Silently, without another word to each other, they started walking.

* * *

They walked for what they reckoned was a little more than an hour — both of their watches had stopped, Zeus’s because the crystal had been shattered, Christian’s for some unknown reason. The clouds parted and the moon moved over them as they walked, showing the way. The Chinese had undoubtedly sent patrols to find the saboteurs; they could hear occasional gunfire in the distance. But the patrols had apparently gone, understandably, in the direction they thought the attackers had traveled, directly across the border.

Zeus and Christian, by contrast, were walking farther into China, though they didn’t realize it. They came to a hard-packed dirt road and began following it southward until it ended abruptly in a bulldozed berm. They got their bearings with some difficulty, moving first east and then southward, walking for a few more minutes before Christian spotted a row of cement fence posts on a hill about forty yards ahead. The hill had been stripped of trees; their carcasses lay among the weeds.

“We’re still in China,” said Christian dejectedly. “I thought we were in Vietnam.”

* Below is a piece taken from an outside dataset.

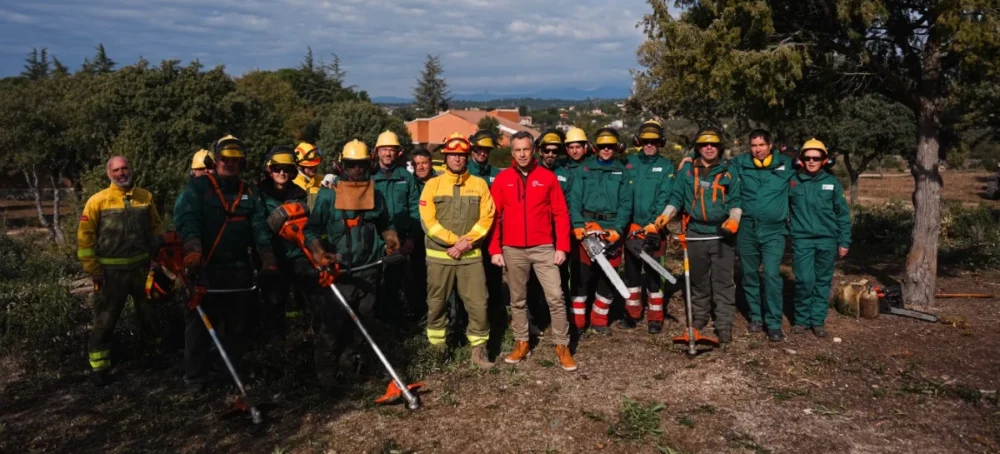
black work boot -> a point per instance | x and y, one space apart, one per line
654 327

“We can get through here,” said Zeus.

“There’s barbed wire on top.”

“Razor wire.”

“That makes a big difference,” said Christian sarcastically.

It did — it made it harder, the wire more likely to slice them into pieces. The bottom of the fence was buried in the ground. And there was a second fence farther down the hill, which looked to be configured exactly the same.

“We ain’t getting across here,” said Christian. He put his hands against the wire. His whole body drooped.

“There’ll be an easier place,” said Zeus. “Come on.”